Q: This all sounds good, but right now I don't want or need any additional income that would be subject to high income tax rates. While I could use additional income when I retire in 15 years, I really need more tax deductions right now. What can a CRT do for me?

A: Many successful people find themselves in this position during the prime of their careers. They have exhausted all traditional tax-advantaged retirement savings options but are not sure that what they have set aside will be enough. Some unique features of CRUTs make them particularly useful for retirement planning purposes.

You can add provisions to CRUTs so that the annual distribution will be made only to the extent the trust has income. It's important to note that income, as defined by state law, generally means elements taxed as ordinary income, such as dividends, interest and net rents, or as tax-exempt income. This can include capital gains if the trust so specifies and state law permits. Planned properly, a CRUT can be set up and invested so as to produce little or no current income. This allows the trust to grow much more rapidly, increasing the distributions you will receive when the trust does start generating income. When income is needed in the future, the trust can change investments and sell appreciated assets to create capital gains that can be distributed to you.

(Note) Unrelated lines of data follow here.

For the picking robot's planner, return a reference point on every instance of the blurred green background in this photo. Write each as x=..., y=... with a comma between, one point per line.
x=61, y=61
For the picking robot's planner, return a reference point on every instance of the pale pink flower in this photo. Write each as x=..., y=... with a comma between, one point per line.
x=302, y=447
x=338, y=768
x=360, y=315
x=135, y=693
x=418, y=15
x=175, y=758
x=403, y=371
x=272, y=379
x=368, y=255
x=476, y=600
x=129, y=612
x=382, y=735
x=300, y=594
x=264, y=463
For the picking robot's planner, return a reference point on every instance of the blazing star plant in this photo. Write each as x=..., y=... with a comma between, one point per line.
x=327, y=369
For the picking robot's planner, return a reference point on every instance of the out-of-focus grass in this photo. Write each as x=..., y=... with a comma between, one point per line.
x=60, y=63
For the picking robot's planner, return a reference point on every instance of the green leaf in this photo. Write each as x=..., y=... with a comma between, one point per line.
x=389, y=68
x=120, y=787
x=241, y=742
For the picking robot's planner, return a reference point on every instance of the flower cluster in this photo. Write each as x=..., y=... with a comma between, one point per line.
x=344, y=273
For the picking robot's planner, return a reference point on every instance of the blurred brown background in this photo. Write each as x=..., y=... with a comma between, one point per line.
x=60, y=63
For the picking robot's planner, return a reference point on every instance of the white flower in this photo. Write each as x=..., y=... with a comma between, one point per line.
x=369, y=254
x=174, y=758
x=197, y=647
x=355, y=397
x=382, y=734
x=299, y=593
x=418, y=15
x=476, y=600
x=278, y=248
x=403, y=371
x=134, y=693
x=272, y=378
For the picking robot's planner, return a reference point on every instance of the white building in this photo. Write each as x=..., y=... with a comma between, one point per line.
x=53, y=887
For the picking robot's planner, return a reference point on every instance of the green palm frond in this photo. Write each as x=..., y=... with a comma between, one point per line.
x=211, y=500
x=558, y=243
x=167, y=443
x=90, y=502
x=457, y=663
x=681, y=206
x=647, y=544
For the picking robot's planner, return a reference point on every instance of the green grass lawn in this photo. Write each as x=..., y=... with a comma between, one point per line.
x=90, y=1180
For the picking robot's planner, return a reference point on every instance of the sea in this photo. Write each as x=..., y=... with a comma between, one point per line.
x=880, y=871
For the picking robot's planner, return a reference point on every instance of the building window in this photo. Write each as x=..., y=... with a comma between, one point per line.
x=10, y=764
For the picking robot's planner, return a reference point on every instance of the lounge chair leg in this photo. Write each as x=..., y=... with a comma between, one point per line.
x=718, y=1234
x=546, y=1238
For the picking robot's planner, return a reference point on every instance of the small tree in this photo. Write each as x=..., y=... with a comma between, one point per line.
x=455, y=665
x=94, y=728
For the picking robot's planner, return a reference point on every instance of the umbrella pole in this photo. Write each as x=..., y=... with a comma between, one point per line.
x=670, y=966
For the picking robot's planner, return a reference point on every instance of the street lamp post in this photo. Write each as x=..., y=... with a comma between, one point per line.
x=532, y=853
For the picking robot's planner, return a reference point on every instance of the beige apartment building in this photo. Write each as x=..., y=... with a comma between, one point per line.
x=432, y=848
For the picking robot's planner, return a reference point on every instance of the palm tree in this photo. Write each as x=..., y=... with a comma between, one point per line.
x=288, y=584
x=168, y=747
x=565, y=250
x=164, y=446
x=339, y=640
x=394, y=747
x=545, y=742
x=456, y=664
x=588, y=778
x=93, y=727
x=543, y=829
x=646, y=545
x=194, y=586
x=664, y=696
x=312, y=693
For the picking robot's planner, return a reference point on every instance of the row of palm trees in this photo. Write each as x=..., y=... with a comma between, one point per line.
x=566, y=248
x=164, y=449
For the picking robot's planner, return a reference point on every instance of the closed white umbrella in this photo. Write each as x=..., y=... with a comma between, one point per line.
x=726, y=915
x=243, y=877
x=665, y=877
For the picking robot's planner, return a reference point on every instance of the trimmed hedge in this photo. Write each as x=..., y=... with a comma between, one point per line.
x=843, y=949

You may also create a trust that starts out as an income-only CRUT and then at some point in the future converts, or flips, to a trust that pays out the stated unitrust percentage, regardless of the actual investment results of the trust. A flip CRUT is an excellent way to increase your retirement income. A flip CRUT allows the trustee to invest in a portfolio that is likely to generate a higher total return over the long run than one that is invested for high current income.